Today in the excavation house at Isthmia, we performed a little mental exercise. Traditionally so-called “Slavic” pottery is seen as a rather unrefined type of pottery. It tends to feature thick coarse fabric with large inclusions and even larger voids. Moreover, it tends to come in simple handmade shapes or forms thrown on a slow wheel without slips or glazes and with only geometric decorations. This is not fancy stuff and long understood to be utilitarian in character.
Late Roman pottery, in contrast, can feature elaborate shapes with durable and lustrous glazes. Utilitarian vessels such as cooking pots feature thin walls, finer fabrics with smaller inclusions than the sometimes contemporary “Slavic ware,” and more delicate decorations.
This distinction has often become both a chronological one with the nicer pottery representing an earlier date (prior, one can imaging to the “Dark Age” decline of the Roman Empire) and an ethnic one, with the eponymous “Slavs” producing less culturally and technological sophisticated pots.
This argument, of course, assumes that our view of refinement and sophistication reflected some kind of ancient standard.

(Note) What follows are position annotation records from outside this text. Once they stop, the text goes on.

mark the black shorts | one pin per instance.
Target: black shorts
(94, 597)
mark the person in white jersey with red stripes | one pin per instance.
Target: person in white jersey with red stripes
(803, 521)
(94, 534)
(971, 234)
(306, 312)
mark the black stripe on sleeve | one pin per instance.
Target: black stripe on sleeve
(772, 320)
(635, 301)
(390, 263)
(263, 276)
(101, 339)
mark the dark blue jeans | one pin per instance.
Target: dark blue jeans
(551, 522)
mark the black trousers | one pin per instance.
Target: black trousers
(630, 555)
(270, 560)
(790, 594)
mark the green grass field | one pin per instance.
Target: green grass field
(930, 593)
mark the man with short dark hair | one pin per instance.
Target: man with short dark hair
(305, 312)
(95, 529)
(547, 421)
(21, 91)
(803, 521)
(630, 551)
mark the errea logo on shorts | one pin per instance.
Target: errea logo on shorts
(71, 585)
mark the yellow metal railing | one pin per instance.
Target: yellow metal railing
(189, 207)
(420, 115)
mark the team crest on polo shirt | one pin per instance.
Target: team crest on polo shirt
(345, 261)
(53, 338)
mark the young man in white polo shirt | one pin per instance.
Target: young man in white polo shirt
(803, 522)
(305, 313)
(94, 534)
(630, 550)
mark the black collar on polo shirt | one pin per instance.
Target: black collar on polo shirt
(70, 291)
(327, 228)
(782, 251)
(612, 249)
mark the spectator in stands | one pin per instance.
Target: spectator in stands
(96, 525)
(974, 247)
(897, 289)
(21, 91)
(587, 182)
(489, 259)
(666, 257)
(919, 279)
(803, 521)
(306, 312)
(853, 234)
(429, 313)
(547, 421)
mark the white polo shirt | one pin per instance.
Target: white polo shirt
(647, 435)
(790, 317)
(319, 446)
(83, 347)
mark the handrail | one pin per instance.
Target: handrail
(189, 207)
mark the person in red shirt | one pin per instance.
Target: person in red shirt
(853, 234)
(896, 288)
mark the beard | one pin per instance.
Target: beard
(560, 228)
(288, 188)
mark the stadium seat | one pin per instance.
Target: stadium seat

I now wonder whether the thick walls, chunky inclusions, and simple shapes of Slavic pottery represent the culmination of the Late Roman ceramic tradition. The puffery that characterized the unnecessary decorations, fragile shapes, and frivolously levigated fabrics gave way to a rather more elegant simplicity. The rugged forms, uncomplicated shapes, and democratized technologies that undergirded “Slavic” pottery present the confluence of daily requirements, energy for production, and austere aesthetic values.
In short, the “Slavic” pot is far from being a degraded form or unrefined product and is, instead, an ideal form, fabric, and process for the needs at hand. Indeed, one might even speculate the economic profligacy, cultural decadence, and aesthetic frippery that produced the ubiquitous Late Roman vessels created the very need for the rarified “Slavic” pot. The difference between these “simple” pots and their more elaborate “Late Roman” counterparts show that after centuries of wasteful practices, the residents of southern Greece finally figured out how to produce the kind of basic utilitarian ware in ways that were both efficient and economical.
The “Slavic” pot is a triumph of form and function and it wears this victory over the superfluous vanity of Roman wares proudly!
Love love love! This is extremely interesting pottery, and a very interesting lens through which to think with it.
And don’t even get me started on the fetishized cartoons on certain Earlier Traditions of the Central Med. Late Roman items display considerable elegance of form by comparison.
Good grief, I need to get over there.